Asia and America as a singular landmass
Patalis Regio is not the only reference to earlier maps. Whereas most maps of this time depicted Asia and America separated by the Straits of Anian, considered to be the Pacific Ocean’s connection to the fabled Northwest Passage, Myritius’ work harkens back to maps of the mid-sixteenth century which depicted the two continents as one massive landmass.
European maps with this singular landmass supported the popular hope of interconnected trade between the Americas and the Far East. Similar motivations led to the cartographic popularity of the Northwest Passage and Straits of Anian as a shorter alternative route to China and Japan, so while cartographic depictions of Asia and America changed, trade motivations to support further exploration and the ways in which mapping reflected those motivations remained the same.
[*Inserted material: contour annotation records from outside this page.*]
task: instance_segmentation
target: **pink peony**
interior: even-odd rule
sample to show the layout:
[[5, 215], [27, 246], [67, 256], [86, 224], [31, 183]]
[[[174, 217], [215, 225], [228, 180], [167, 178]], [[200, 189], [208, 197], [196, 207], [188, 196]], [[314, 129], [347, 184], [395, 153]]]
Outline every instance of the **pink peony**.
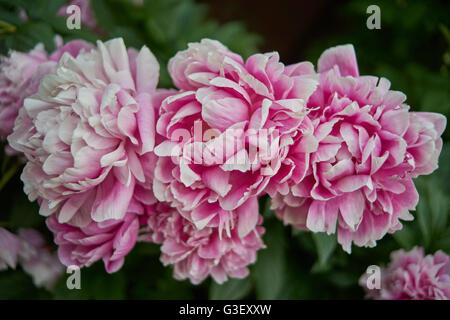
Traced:
[[367, 297], [376, 300], [448, 300], [450, 299], [450, 261], [437, 251], [424, 255], [423, 249], [391, 253], [391, 262], [381, 270], [381, 288], [368, 289], [364, 274], [360, 285]]
[[[91, 0], [67, 0], [67, 4], [63, 6], [58, 11], [58, 15], [68, 16], [67, 8], [70, 6], [77, 6], [80, 8], [80, 19], [82, 27], [86, 26], [88, 29], [91, 29], [97, 32], [100, 35], [104, 35], [105, 32], [100, 28], [97, 23], [97, 19], [95, 18], [94, 9], [92, 8]], [[73, 11], [70, 11], [73, 14]]]
[[[257, 206], [252, 207], [257, 210]], [[264, 248], [262, 227], [256, 226], [245, 237], [240, 237], [237, 228], [227, 232], [217, 227], [199, 230], [183, 217], [185, 215], [160, 202], [148, 221], [151, 240], [162, 244], [161, 261], [164, 265], [173, 265], [175, 279], [189, 279], [199, 284], [210, 275], [216, 282], [223, 283], [228, 277], [248, 275], [248, 265], [256, 261], [256, 252]], [[236, 215], [233, 218], [239, 219]], [[259, 216], [257, 224], [261, 222]]]
[[149, 215], [155, 211], [156, 199], [148, 181], [153, 176], [156, 156], [152, 152], [146, 153], [141, 162], [147, 183], [136, 184], [123, 219], [91, 221], [87, 226], [75, 227], [59, 223], [55, 215], [47, 218], [47, 226], [54, 233], [58, 255], [64, 265], [89, 267], [103, 260], [108, 273], [122, 267], [125, 256], [138, 241], [142, 227], [147, 226]]
[[[297, 69], [302, 68], [308, 65]], [[295, 71], [285, 68], [277, 53], [255, 54], [244, 64], [207, 39], [177, 53], [169, 72], [189, 91], [161, 105], [157, 132], [165, 141], [155, 148], [157, 198], [192, 211], [197, 226], [215, 226], [208, 221], [220, 216], [226, 223], [230, 212], [263, 193], [272, 177], [292, 174], [278, 168], [317, 84], [309, 74], [292, 76]]]
[[6, 137], [14, 128], [23, 99], [37, 91], [30, 88], [31, 77], [38, 67], [48, 60], [42, 44], [28, 53], [11, 51], [2, 57], [0, 64], [0, 137]]
[[401, 219], [413, 219], [412, 178], [437, 168], [446, 118], [410, 112], [387, 79], [359, 76], [351, 45], [326, 50], [318, 71], [302, 137], [287, 156], [296, 162], [308, 150], [309, 169], [300, 183], [279, 185], [272, 207], [299, 228], [328, 234], [337, 228], [347, 252], [352, 242], [375, 246], [402, 227]]
[[27, 157], [24, 190], [42, 215], [81, 228], [125, 217], [155, 144], [158, 74], [147, 47], [127, 52], [113, 39], [63, 54], [42, 79], [8, 137]]

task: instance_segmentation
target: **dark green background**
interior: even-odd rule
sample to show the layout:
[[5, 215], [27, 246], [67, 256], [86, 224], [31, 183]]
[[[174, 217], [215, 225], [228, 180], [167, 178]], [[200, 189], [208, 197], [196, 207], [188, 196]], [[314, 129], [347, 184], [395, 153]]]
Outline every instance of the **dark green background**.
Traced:
[[[98, 36], [82, 28], [69, 31], [65, 18], [56, 16], [59, 0], [0, 0], [0, 53], [26, 51], [37, 42], [53, 49], [55, 34], [65, 40]], [[383, 76], [392, 88], [407, 94], [416, 111], [450, 114], [450, 31], [448, 1], [182, 1], [150, 0], [137, 9], [126, 0], [93, 1], [97, 20], [107, 35], [121, 36], [127, 45], [148, 45], [161, 63], [162, 87], [171, 81], [165, 64], [187, 42], [210, 37], [224, 42], [244, 57], [258, 51], [278, 50], [281, 60], [316, 63], [326, 48], [353, 43], [361, 74]], [[381, 8], [381, 30], [366, 28], [366, 8]], [[19, 19], [19, 8], [30, 20]], [[236, 22], [240, 21], [240, 22]], [[251, 30], [251, 32], [249, 31]], [[37, 289], [20, 269], [0, 272], [0, 298], [6, 299], [362, 299], [358, 278], [371, 264], [385, 264], [392, 250], [423, 246], [427, 253], [450, 252], [448, 203], [450, 195], [449, 130], [440, 169], [416, 180], [420, 203], [416, 219], [402, 231], [387, 235], [375, 248], [353, 247], [351, 255], [336, 239], [283, 227], [260, 199], [265, 217], [267, 249], [244, 280], [220, 286], [211, 280], [199, 286], [172, 278], [170, 268], [158, 260], [159, 248], [138, 244], [124, 267], [108, 275], [102, 262], [82, 270], [82, 290], [70, 291], [64, 276], [52, 292]], [[0, 226], [41, 230], [51, 234], [22, 192], [16, 159], [0, 159]]]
Influence of Giacomo Gastaldi
According to Rodney Shirley, Myritius’ choice of place names indicates reliance on Italian, rather than Ortelian, sources, in accordance with the clear influence of Gastaldi’s early work on this map. Giacomo Gastaldi (1500-1566) is considered the foremost Italian cartographer of the sixteenth century, alongside Paolo Forlani.
Gastaldi was born in Villafranca, Piedmont, but had established himself in Venice by 1539. He originally worked as an engineer, but turned to mapmaking from the 1540s onward. It was in Venice where he made his reputation as an engraver, geographer, and cosmographer; for example, he was asked to fresco maps of Asia and Africa in the Palace of the Doge, or the Council of Ten, Venice's governmental body. He even had his own distinct style of copper engraving that made him a pioneer in his day and makes his works iconic today. His contemporaries also recognized his skill, as he was named cosmographer to the Republic of Venice and was a major source for other geographers and mapmakers including Cock, Luchini, and Ortelius.
This map was also made with a skilled hand and is a stylized and unusual map of the late-sixteenth century.
Joannes Myritius (1534-1587) was a member of l'Ordre des Chevaliers de l'hôpital (monk-soldiers of the order of Saint John of Jerusalem, known as Hospitallers) who resided at Regensburg. His book Opusculum Geographicum Rarum consisted of an introduction to astronomy and a survey of world geography.